Wacanabali.com, Denpasar – Seorang pria berinisial, IKATD (26) ditangkap oleh aparat Satresnarkoba Polresta Denpasar karena menyimpan nakotika jenis sabu dengan berat 51,22 gram. Barang terlarang itu rencananya akan diedarkan dengan sistem tempel di wilayah Kota Denpasar.

Menurut Kasi Humas Polresta Denpasar Iptu I Gede Adi Saputra Jaya, pelaku diamankan di sebuah rumah yang berada di Jalan Nagasari, Gang Sedap Malam, Penatih Dangin Puri, Denpasar Timur, Kota Denpasar, Kamis (10/9/2026) sekitar pukul 12.00 WITA.

Penangkapan berawal dari laporan masyarakat terkait adanya dugaan peredaran narkoba di lingkungan sekitar. Menindaklanjuti informasi tersebut, aparat kemudian melakukan pemantauan di lokasi.

Tim yang dipimpin Kasatresnarkoba Polresta Denpasar Kompol I Komang Agus kemudian mendapati pelaku sedang berusaha menempelkan paket yang diduga berisi sabu di pinggir jalan. Petugas langsung mengamankan pelaku dan melakukan penggeledahan.

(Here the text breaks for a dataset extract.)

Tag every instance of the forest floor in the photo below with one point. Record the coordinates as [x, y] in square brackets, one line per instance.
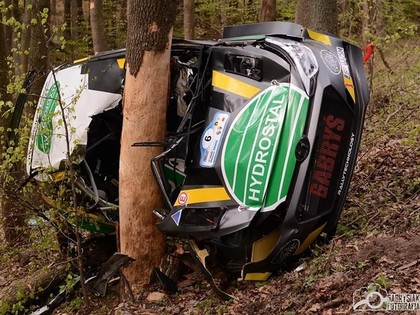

Baca Juga  Lapas Kerobokan dan Polresta Denpasar Perkuat Sinergi Jaga Keamanan

“Petugas menemukan empat paket klip berisi kristal bening diduga sabu yang disimpan di dalam tas tenteng bertuliskan Toursun, serta empat paket lainnya yang disembunyikan di dalam wadah permen bertuliskan Xylitol. Selain itu, dua buah bong atau alat hisap sabu ditemukan berada di atas meja kamar tersangka,” jelas Iptu Adi dalam keterangan resminya, Jumat (11/9).

Berdasarkan hasil pemeriksaan sementara, pelaku menerangkan bahwa barang tersebut diperolehnya dari seseorang yang dikenal dengan panggilan AYAX alias MR GAS.

Pelaku diduga mengambil narkotika melalui sistem alamat tempelan, kemudian memecah barang tersebut untuk diedarkan, pelaku mengaku dijanjikan upah sebesar Rp50.000 untuk setiap titik alamat tempelan paket sabu.

Baca Juga  Polisi Tangkap Security di Denpasar, Diduga Jadi Pengedar Narkoba

Pelaku diduga berperan sebagai pengedar atau kurir narkotika jenis sabu dan berdasarkan keterangan awal diketahui yang bersangkutan belum pernah menjalani hukuman pidana sebelumnya.

Atas perbuatannya, tersangka diproses sesuai Pasal 609 ayat (2) huruf a Undang-Undang Nomor 1 Tahun 2023 tentang Kitab Undang-Undang Hukum Pidana (KUHP).